Text of statute as originally enacted

Revised text of statute as amended

Text of the Administration of Justice (Language) Act (Ireland) 1737 as in force today (including any amendments) within the United Kingdom, from legislation.gov.uk.

= Administration of Justice (Language) Act (Ireland) 1737 =

Act of the Parliament of Ireland

The Administration of Justice (Language) Act (Ireland) 1737 (11 Geo. 2. c. 6 (I)) was an act of the Parliament of Ireland, passed in 1737. The statute was primarily directed at the perceived problem caused by the widespread use of Law French and Latin in courts but has had the effect of excluding autochthonous languages, given that it excludes the use of "any other tongue or language whatsoever".

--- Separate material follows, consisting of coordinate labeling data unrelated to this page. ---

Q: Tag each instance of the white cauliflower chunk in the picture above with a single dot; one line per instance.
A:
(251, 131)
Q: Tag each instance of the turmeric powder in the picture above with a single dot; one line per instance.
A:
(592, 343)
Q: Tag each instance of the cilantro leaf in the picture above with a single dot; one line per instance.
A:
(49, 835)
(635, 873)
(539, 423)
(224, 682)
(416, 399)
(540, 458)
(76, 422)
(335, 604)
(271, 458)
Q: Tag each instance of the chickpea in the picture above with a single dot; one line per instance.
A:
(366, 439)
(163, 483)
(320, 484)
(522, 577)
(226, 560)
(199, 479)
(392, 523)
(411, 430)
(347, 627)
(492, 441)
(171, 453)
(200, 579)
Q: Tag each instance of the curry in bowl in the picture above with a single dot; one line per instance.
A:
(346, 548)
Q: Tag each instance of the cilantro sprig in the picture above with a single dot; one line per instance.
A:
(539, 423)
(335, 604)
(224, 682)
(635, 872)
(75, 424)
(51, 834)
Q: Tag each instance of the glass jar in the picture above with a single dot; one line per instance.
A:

The act was controversial among Irish language advocates, because in Northern Ireland, a court proceeding could not be carried out in the Irish language. The act forbade the use of any language but English in court proceedings and all courts in the jurisdiction followed it. The equivalents of this act passed for England in 1731 and for Wales in 1733 were repealed for both countries in 1863 and in the Republic of Ireland in 1962. Northern Ireland was thus the only jurisdiction in the United Kingdom that retained this legislation after 1962.

The New Decade, New Approach agreement, which restored the devolved government in Northern Ireland on 9 January 2020, provided for legislation to amend the Northern Ireland Act 1998 that, among other changes, required repeal of the 1737 act. Provision to repeal the act was included in section 4 of the Identity and Language (Northern Ireland) Act 2022, which was put into force by the Northern Ireland Secretary in 2025.

== Subsequent developments ==
Section 6 of the act was repealed by section 1(1) of, and the first schedule to, the Statute Law Revision Act 1950 (14 Geo. 6. c. 6), which came into force on 23 May 1950.